Below, Item_9 is an attention check instructing participants to select 5 on a 1–5 scale. Participant 3 selected 4 and should be excluded:

Table 33 Data before removing failed attention checks
ID	Item_1	Item_2	Item_9_Attention_Check
1	3	3	5
2	5	4	5
3	4	4	4

Click the Data tab and select Filters.
Enter the expression: Item_9_Attention_Check == 5

Table 34 Data after removing failed attention checks
Filter 1	ID	Item_1	Item_2	Item_9_Attention_Check
✔	1	3	3	5
✔	2	5	4	5
✘	3	4	4	4

Only participants who passed the attention check are included.

String Concatenation 

String concatenation joins two or more text values into a single variable. This can be useful for combining categorical variables into a single grouping variable.

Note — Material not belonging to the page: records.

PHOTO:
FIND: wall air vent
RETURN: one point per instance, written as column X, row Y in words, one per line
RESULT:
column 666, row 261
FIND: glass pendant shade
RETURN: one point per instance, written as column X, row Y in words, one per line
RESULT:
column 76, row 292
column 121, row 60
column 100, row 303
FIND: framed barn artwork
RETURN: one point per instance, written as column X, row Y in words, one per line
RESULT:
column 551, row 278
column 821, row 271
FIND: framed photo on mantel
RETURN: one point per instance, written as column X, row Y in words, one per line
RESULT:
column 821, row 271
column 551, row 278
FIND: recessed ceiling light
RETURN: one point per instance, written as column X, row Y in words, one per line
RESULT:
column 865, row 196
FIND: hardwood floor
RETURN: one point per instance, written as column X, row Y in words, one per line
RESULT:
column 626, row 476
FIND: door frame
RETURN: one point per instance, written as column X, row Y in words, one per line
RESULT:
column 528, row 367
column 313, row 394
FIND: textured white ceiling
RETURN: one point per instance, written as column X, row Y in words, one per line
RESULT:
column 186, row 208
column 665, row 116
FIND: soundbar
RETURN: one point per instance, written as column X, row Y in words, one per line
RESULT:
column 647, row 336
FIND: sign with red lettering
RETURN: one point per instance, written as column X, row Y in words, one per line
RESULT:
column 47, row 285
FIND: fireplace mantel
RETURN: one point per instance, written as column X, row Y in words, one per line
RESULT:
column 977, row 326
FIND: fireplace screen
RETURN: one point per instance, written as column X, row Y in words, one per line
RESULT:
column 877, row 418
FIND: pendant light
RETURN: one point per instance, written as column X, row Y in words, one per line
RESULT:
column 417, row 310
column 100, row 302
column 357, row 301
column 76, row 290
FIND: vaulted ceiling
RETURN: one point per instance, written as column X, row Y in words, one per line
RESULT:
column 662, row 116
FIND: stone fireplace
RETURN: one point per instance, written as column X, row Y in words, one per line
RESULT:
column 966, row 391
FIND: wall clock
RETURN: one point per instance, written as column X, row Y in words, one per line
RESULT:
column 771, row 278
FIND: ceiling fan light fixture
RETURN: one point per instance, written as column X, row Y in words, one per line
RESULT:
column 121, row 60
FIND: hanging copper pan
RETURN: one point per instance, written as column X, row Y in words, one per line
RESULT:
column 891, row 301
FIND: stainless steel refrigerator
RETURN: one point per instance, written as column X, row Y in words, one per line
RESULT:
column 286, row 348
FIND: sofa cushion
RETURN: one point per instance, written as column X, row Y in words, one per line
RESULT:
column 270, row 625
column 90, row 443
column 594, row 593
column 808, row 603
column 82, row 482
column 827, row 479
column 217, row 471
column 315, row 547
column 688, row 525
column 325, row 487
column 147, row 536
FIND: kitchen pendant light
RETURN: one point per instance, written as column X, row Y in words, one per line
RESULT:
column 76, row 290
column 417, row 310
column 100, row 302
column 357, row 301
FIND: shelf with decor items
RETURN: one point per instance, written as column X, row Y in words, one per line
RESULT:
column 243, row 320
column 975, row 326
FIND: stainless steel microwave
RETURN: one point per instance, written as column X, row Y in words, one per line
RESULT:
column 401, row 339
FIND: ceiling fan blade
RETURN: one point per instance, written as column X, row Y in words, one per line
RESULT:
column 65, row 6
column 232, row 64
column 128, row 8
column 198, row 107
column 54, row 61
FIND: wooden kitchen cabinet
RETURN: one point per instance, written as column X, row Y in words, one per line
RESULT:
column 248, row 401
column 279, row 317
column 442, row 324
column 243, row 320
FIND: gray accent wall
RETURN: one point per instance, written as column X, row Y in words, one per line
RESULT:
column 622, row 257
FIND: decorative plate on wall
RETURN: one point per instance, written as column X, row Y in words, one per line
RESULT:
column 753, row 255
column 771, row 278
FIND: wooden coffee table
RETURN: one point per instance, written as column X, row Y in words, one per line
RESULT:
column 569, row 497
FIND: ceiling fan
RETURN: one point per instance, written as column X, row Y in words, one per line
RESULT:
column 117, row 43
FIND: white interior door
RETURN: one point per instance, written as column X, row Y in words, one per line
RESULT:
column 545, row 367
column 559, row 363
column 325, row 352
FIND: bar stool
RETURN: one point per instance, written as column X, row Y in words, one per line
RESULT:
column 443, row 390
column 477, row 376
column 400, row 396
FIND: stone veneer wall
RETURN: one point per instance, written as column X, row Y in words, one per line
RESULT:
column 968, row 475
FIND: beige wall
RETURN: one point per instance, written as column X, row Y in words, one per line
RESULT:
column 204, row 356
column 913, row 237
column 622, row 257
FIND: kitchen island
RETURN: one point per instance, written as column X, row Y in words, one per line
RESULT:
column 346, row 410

For example, combining Condition and Time into a single variable:

Table 35 Data before concatenation
Participant_ID	Condition	Time
1	Control	Pre
1	Control	Post
2	Therapy	Pre
2	Therapy	Post

Click a new column and choose New Computed Variable.
Name it Condition_Time and enter:

Condition + '_' + Time

Table 36 Data after concatenation
Participant_ID	Condition	Time	Condition_Time
1	Control	Pre	Control_Pre
1	Control	Post	Control_Post
2	Therapy	Pre	Therapy_Pre
2	Therapy	Post	Therapy_Post

The underscore separator can be omitted or replaced with any other character.